MANITOWANING – The sultry sounds of the Sonny O Trio plus one (so the Sonny O Quatro?) provided a soundtrack replete with the sounds of laughing children as Anishnaabe artist Mike Cywink created a stunning mural loosely based on the bee theme of the 4elements Living Arts 2020 Bee Mobile Studio Tour. The exhibition at the welcome centre in Manitowaning capped the events centred on the arts organization’s new bee-themed mobile studio.

“This is the final in our series,” said 4elements Living Arts chair Susan Snelling, as she explained the plans behind the mobile studio. “The intent of the mobile studio is to do this kind of event, but also to provide a space for artists to work out on the land.” To that end the studio will be equipped with a composting toilet, a sink, a fold down bed and a work area as well. “It will be finished in gold-coloured siding with black trim, so it will be the 4e beehive, a hive of activity.”

“This is our final weekend, sadly,” said co-ordinator Lou Hayden. “This week we have artist Michael Cywink and his apprentice Gerry (Ranger) painting a lovely six-foot mural for us and Sonny Bear (Osawabine) and his friends are playing some wonderful music for us.”

There was a steady stream of traffic stopping by to view and listen to the proceedings, while 4e board member Samantha Ramage did volunteer duty, helping children create their own bees out of pipe cleaners and other yellow and black materials.

“This has been lovely,” said Jeannette Corbiere-Lavell, who stopped in with her grandchild.

Masks were the order of the day and hand sanitizer (along with spare masks) were available and encouraged for those in attendance.
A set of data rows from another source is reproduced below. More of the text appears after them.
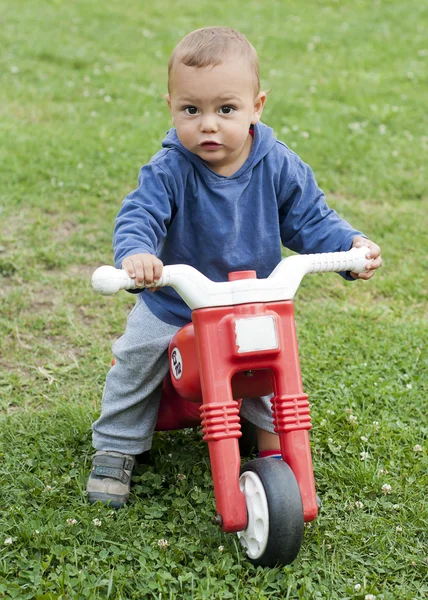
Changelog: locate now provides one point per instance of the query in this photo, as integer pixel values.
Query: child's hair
(210, 46)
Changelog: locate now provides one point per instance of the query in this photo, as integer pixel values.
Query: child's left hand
(373, 254)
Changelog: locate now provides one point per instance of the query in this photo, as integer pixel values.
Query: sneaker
(110, 478)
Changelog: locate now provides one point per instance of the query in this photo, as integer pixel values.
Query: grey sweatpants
(133, 386)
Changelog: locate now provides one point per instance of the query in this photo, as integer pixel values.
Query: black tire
(285, 512)
(248, 445)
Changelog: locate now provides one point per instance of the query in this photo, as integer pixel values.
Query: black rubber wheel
(248, 445)
(274, 532)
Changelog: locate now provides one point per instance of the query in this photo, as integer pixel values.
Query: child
(221, 195)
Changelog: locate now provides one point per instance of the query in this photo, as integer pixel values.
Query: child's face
(212, 109)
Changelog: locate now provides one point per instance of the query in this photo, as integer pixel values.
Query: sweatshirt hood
(263, 142)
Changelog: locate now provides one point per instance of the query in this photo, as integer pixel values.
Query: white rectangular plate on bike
(256, 333)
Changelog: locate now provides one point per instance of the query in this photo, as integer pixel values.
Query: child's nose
(209, 123)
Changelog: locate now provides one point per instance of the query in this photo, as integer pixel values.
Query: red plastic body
(208, 365)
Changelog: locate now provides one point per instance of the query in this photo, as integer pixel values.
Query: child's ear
(168, 100)
(259, 104)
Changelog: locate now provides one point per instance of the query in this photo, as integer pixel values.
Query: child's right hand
(144, 268)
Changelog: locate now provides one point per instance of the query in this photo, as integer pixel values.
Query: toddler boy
(221, 195)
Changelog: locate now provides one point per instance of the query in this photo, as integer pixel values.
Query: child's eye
(226, 110)
(191, 110)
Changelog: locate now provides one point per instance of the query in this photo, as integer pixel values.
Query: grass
(81, 109)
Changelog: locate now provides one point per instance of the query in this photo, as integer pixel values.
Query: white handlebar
(200, 292)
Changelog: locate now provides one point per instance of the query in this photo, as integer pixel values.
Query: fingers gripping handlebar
(200, 292)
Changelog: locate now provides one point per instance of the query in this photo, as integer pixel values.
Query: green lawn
(81, 109)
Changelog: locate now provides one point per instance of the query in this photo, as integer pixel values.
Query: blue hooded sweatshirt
(185, 213)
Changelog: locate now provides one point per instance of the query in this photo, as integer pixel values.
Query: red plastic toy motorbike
(242, 343)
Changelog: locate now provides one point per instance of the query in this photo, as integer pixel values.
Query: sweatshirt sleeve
(143, 219)
(307, 224)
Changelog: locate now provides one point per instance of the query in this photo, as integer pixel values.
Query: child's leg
(133, 385)
(267, 441)
(259, 412)
(130, 405)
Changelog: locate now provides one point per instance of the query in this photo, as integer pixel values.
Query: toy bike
(242, 343)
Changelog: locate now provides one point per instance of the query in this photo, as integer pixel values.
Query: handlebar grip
(353, 260)
(107, 280)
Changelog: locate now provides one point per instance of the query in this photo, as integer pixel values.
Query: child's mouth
(210, 145)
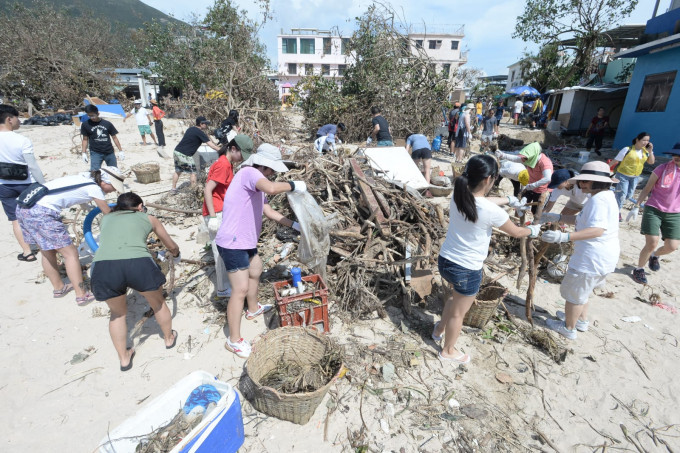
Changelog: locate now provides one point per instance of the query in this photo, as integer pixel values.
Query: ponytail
(476, 171)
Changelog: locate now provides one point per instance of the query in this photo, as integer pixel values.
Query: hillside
(128, 13)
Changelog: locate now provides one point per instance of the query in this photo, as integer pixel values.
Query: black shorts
(422, 153)
(112, 278)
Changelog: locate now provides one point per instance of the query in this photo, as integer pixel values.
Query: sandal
(87, 298)
(29, 258)
(57, 293)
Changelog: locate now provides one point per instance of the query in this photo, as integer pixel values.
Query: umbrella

“Everyone has been very good about the masks and hand sanitizer,” said Ms. Hayden. “We are very encouraged by how everyone is maintaining a respectful distance and taking precautions.”

Mr. Cywink’s creation, while loosely allied to the general “bee” theme, followed its own path. The theme meshed well with traditional Anishnaabe floral patterns and Mr. Cywink and his apprentice could be seen conversing and collaborating throughout the day.

On the musical side of things, Mr. Osawabine was joined by pianist Joahnna Berti, guitarist Brian Fox and Marsha Coffey, who played a variety of esoteric instruments including an utu drum, a vase-like instrument inspired by the jugs carried by African women on their heads.